The convolutional neural networks


Computer Vision is an interdisciplinary field born in the late 1960s, whose purpose is to reproduce human visual systems through methods of acquiring, processing, analyzing, and understanding digital images. This scientific discipline deals with developing artificial systems that extract information from given input images, transforming it into the world’s descriptions. These days, one of the most critical tasks of Computer Vision is the image segmentation, or rather the automatic assignment of a label (which indicates the category of that pixel, for example, “asphalt” or “background”) to each image pixel. This task is in general solved using complex Convolutional neural networks, as SegNet.

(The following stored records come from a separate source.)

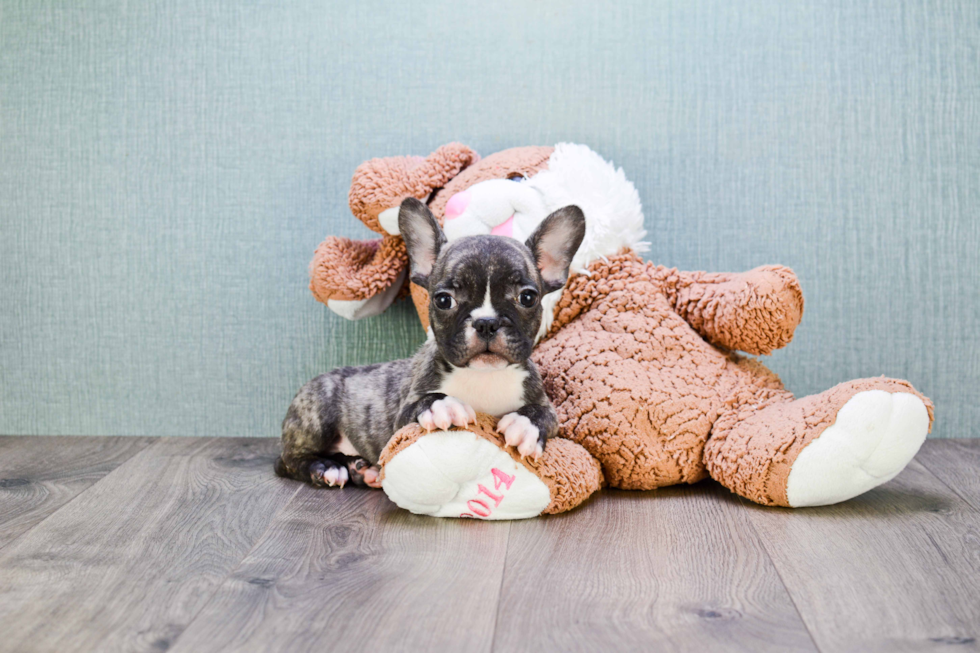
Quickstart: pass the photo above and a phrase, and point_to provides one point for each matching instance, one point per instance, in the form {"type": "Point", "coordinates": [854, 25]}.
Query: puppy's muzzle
{"type": "Point", "coordinates": [486, 327]}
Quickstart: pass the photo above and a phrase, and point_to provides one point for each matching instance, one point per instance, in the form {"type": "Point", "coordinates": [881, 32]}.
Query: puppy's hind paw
{"type": "Point", "coordinates": [446, 412]}
{"type": "Point", "coordinates": [327, 473]}
{"type": "Point", "coordinates": [520, 432]}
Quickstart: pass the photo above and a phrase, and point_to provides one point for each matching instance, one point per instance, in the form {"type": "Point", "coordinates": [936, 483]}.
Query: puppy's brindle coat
{"type": "Point", "coordinates": [484, 311]}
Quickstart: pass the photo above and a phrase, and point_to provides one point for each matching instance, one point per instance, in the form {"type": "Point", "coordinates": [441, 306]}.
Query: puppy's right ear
{"type": "Point", "coordinates": [423, 238]}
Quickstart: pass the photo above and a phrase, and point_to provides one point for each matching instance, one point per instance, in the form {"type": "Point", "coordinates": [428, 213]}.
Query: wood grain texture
{"type": "Point", "coordinates": [130, 562]}
{"type": "Point", "coordinates": [348, 571]}
{"type": "Point", "coordinates": [39, 475]}
{"type": "Point", "coordinates": [677, 569]}
{"type": "Point", "coordinates": [895, 569]}
{"type": "Point", "coordinates": [957, 464]}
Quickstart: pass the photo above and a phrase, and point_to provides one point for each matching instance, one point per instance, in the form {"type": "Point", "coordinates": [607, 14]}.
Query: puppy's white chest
{"type": "Point", "coordinates": [495, 392]}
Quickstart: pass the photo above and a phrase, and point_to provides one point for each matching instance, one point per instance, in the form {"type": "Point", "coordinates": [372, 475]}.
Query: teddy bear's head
{"type": "Point", "coordinates": [507, 193]}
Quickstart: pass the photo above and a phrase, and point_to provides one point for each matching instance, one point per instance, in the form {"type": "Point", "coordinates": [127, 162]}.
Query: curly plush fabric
{"type": "Point", "coordinates": [515, 162]}
{"type": "Point", "coordinates": [753, 445]}
{"type": "Point", "coordinates": [630, 365]}
{"type": "Point", "coordinates": [344, 269]}
{"type": "Point", "coordinates": [381, 184]}
{"type": "Point", "coordinates": [356, 269]}
{"type": "Point", "coordinates": [641, 361]}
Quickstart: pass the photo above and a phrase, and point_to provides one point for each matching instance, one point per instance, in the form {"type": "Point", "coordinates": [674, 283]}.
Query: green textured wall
{"type": "Point", "coordinates": [166, 170]}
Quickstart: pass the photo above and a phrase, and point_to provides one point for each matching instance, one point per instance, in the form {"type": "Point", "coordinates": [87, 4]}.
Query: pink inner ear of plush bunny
{"type": "Point", "coordinates": [517, 161]}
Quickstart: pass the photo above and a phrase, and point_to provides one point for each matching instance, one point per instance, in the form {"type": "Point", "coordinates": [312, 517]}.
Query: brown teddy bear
{"type": "Point", "coordinates": [639, 360]}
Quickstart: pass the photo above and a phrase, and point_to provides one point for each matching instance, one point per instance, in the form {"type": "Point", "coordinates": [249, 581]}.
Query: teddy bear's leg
{"type": "Point", "coordinates": [821, 449]}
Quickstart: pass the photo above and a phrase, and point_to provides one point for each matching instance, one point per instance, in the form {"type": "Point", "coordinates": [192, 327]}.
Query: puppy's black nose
{"type": "Point", "coordinates": [486, 326]}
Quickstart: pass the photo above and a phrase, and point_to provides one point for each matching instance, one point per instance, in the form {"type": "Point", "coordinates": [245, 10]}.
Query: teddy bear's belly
{"type": "Point", "coordinates": [642, 401]}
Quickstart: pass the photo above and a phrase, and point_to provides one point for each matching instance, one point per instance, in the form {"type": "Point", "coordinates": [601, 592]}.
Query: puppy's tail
{"type": "Point", "coordinates": [284, 472]}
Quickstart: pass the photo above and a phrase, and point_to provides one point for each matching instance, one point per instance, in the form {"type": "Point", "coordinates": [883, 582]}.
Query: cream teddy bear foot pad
{"type": "Point", "coordinates": [875, 435]}
{"type": "Point", "coordinates": [471, 473]}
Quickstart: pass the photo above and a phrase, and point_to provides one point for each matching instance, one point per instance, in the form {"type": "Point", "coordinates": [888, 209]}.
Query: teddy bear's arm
{"type": "Point", "coordinates": [755, 311]}
{"type": "Point", "coordinates": [358, 279]}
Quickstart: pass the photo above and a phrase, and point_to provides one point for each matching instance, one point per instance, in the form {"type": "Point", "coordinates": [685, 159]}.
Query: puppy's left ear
{"type": "Point", "coordinates": [423, 238]}
{"type": "Point", "coordinates": [554, 244]}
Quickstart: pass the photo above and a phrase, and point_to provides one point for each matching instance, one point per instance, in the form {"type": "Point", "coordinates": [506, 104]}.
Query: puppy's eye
{"type": "Point", "coordinates": [527, 298]}
{"type": "Point", "coordinates": [444, 301]}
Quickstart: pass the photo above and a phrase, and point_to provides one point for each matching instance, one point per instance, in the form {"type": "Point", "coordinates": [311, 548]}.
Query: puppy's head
{"type": "Point", "coordinates": [485, 291]}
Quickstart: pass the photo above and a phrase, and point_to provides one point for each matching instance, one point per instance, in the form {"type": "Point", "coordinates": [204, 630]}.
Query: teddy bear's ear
{"type": "Point", "coordinates": [358, 278]}
{"type": "Point", "coordinates": [380, 185]}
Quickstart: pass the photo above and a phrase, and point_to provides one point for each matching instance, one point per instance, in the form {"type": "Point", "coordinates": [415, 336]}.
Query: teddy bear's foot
{"type": "Point", "coordinates": [820, 449]}
{"type": "Point", "coordinates": [875, 435]}
{"type": "Point", "coordinates": [471, 473]}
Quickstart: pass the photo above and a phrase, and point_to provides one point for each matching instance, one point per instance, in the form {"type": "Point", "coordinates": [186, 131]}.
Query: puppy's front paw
{"type": "Point", "coordinates": [518, 431]}
{"type": "Point", "coordinates": [446, 412]}
{"type": "Point", "coordinates": [363, 472]}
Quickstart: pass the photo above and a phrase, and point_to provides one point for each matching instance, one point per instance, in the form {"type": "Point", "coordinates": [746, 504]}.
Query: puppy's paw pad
{"type": "Point", "coordinates": [520, 432]}
{"type": "Point", "coordinates": [447, 412]}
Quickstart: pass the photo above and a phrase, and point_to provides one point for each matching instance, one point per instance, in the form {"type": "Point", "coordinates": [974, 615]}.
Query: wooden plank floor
{"type": "Point", "coordinates": [189, 544]}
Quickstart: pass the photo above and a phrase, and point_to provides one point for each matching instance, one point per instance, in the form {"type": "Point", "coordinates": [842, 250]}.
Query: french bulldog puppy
{"type": "Point", "coordinates": [484, 312]}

The problem with this procedure concerns the Networks training process, since labeling real datasets by hand is very expensive. Moreover, the possible solution provided by the use of synthetic datasets to train the Network revealed that it generalized worse, regardless of how realistic they are.
This thesis faces up with the choice of the best synthetic dataset on which set the synthetic dataset to make it “similar” from the Network point of view to the correspondent real one, in order to optimize the cost of its training process.

We studied a statistical test based on the Maximum Mean Discrepancy (MMD), with the aim of answering the question of whether the datasets we want to compare have the same probability distribution or not. The MMD under certain conditions is a metric measure between these probability distributions, so we can use it to evaluate “distances” between datasets, and use the witness function to try to identify where these differences are, looking at the images which are less and more distant, according to this metric.

We evaluated the MMD theoretical tools first on a controlled environment, comparing datasets extracted from the handwritten digits dataset of MNIST and on the features extracted from the first convolutional layer of a simple CNN with classification task, LeNet, in order to find an interpretation to the network point of view respect to the differences between the compared datasets.

Then, we used these methods on a couple of synthetic datasets seen from a complex neural network with segmentation task, SegNet, to study its sensitivity and reactions to variations in the environment.